How the Unicode Mapping File is defined

How the Unicode Mapping File works

A sample Unicode Mapping File application

Future plans for Unicode Mapping Files


Introduction


If you have used one of the "Raster" fonts supplied with SPFLite, you may have noticed several "Ansi" characters that were not really Ansi at all.  For instance, in location hex 8D you will see a    less-than-or-equal sign.  That is not Ansi, but it is the same as the Unicode character U+2264.  


As you may know, SPFLite does not directly operate with Unicode data, but only with Ansi.  Internally, all data that SPFLite deals with is Ansi data.  So how is it that a    less-than-or-equal sign can appear in this position?


The reason is that the supplied Raster fonts were custom-designed for SPFLite, and the extra characters you see occupy "unofficial" (unassigned) positions.  SPFLite does not know or care what a byte of hex 8D means.  It simply displays it, and allows the font definition to control what visually appears on your screen.

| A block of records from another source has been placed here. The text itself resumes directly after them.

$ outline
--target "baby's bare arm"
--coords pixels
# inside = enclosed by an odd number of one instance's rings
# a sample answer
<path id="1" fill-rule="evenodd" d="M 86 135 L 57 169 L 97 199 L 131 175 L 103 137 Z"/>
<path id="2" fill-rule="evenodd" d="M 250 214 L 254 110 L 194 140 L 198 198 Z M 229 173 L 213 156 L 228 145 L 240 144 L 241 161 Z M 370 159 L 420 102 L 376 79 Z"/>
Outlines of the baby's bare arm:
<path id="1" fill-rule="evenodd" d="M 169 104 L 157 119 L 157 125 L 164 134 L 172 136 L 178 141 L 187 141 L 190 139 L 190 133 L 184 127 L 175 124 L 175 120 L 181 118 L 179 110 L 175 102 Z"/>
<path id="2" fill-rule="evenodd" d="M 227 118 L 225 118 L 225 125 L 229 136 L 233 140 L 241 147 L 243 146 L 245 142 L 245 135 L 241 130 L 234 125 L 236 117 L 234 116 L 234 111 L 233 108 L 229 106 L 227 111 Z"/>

All that is fine, if the only thing you do is display your data.  But what if you want to print it?  Previously, SPFLite would simply send the Ansi data to your printer.  When Windows receives this data, it internally converts the data as needed to Unicode.  For example, in the Microsoft 1252 code page used for Ansi, the Euro symbol appears at location hex 80, while its Unicode value is U+20AC.  If you have a Euro symbol in the data you print, the hex 80 value will eventually get converted to hex 20AC so that your printer will recognize it, and the right character is printed.  Windows can do this because it "knows" what Ansi characters mean in terms of their Unicode definitions, which are standardized and well-known.

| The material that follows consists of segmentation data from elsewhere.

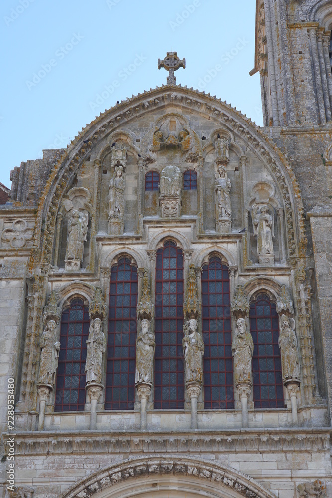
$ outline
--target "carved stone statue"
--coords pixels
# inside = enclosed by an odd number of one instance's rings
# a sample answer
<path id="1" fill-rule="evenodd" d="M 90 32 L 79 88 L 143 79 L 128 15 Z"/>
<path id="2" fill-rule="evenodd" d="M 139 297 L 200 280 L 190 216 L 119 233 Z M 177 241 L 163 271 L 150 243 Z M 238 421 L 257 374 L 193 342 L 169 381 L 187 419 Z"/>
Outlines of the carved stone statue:
<path id="1" fill-rule="evenodd" d="M 152 384 L 155 347 L 154 334 L 150 330 L 150 322 L 148 320 L 142 320 L 136 345 L 136 384 L 140 383 Z"/>
<path id="2" fill-rule="evenodd" d="M 88 232 L 87 213 L 73 209 L 68 220 L 67 238 L 66 261 L 82 261 L 84 241 L 87 240 Z"/>
<path id="3" fill-rule="evenodd" d="M 167 166 L 160 175 L 159 205 L 163 218 L 180 216 L 182 175 L 176 166 Z"/>
<path id="4" fill-rule="evenodd" d="M 219 233 L 227 233 L 231 227 L 231 188 L 224 166 L 218 166 L 215 182 L 215 219 L 216 230 Z"/>
<path id="5" fill-rule="evenodd" d="M 297 339 L 294 332 L 294 318 L 282 315 L 280 318 L 281 331 L 279 336 L 279 347 L 281 354 L 282 379 L 284 383 L 300 380 L 300 367 Z"/>
<path id="6" fill-rule="evenodd" d="M 60 343 L 56 340 L 56 323 L 50 320 L 43 332 L 39 345 L 41 348 L 38 383 L 54 386 L 58 368 Z"/>
<path id="7" fill-rule="evenodd" d="M 204 344 L 197 332 L 197 320 L 191 318 L 183 329 L 185 335 L 182 339 L 182 347 L 186 361 L 186 381 L 202 383 Z"/>
<path id="8" fill-rule="evenodd" d="M 95 318 L 90 325 L 86 344 L 88 351 L 84 372 L 87 375 L 87 383 L 91 382 L 100 383 L 103 353 L 106 349 L 106 339 L 102 330 L 100 318 Z"/>
<path id="9" fill-rule="evenodd" d="M 274 217 L 266 204 L 254 204 L 251 210 L 254 235 L 257 237 L 257 254 L 260 262 L 274 260 L 273 237 L 274 237 Z"/>
<path id="10" fill-rule="evenodd" d="M 247 322 L 244 318 L 239 318 L 235 330 L 232 351 L 234 357 L 234 373 L 235 384 L 240 382 L 252 383 L 251 360 L 254 343 L 250 332 L 247 332 Z"/>
<path id="11" fill-rule="evenodd" d="M 112 177 L 109 184 L 109 219 L 123 219 L 124 214 L 124 187 L 125 181 L 123 167 L 115 166 Z"/>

The case where a character of hex 8D is used is more complicated.  That is because there is no mapping for hex 8D.  There isn't any, because we made it up It is a "private definition" that exists only within SPFLite.  We added it because people often want to use characters like , and in their data, but plain Ansi doesn't provide them.  In the past, SPFLite would have transmitted a hex 8D to your printer - but the printer would not know what to do with it, and it would either print it as a blank or as nothing at all (causing the line it was on to appear shifted over), or the printer might have printed some 'garbage' character instead.


The problem with printing hex 8D as a    less-than-or-equal sign is not that this character is "unknown" or" illegal".  It's just that it is not known as 8D.  Somehow, we need to be able to convey to the printer that when an 8D is encountered, we really want to print U+2264.


By providing a Unicode Mapping File, these unusual characters can be printed just like any regular data.


How the Unicode Mapping File is defined


A Unicode Mapping File is an ordinary text file that is located in the same SPFLite directory where your SPFLite.INI file exists.  You will have to prepare and save this file into that directory yourself.  A sample file appears below.


The mapping file must have one of the following names:


SPFLite.Unicode

SPFLite.Print.Unicode


For now, you can just use the short name, SPFLite.Unicode.  See Future plans for Unicode Mapping Files for more information.


If neither of these files exist in the SPFLite directory, SPFLite will handle printing the same as previously, with no character mapping performed.  It is not an error if one of these files does not exist, and no message will appear.


A Unicode Mapping file contains the following elements:



A mapping line has the following format:


Xnn=Unnnn


The left side with Xnn defines the Ansi character you wish to map.  Let's say we want to map the less-than-or-equal character.  So, the Xnn would appear as X8D.  The right side with Unnnn defines what Unicode character you want to print.  The Unicode value for this character is U2264.


The + plus sign, used to describe Unicode in formal publications, is not used here.  Just say U2264, not U+2264.


You must specify exactly two hex digits for the Xnn side, and exactly four digits for the Unnnn side.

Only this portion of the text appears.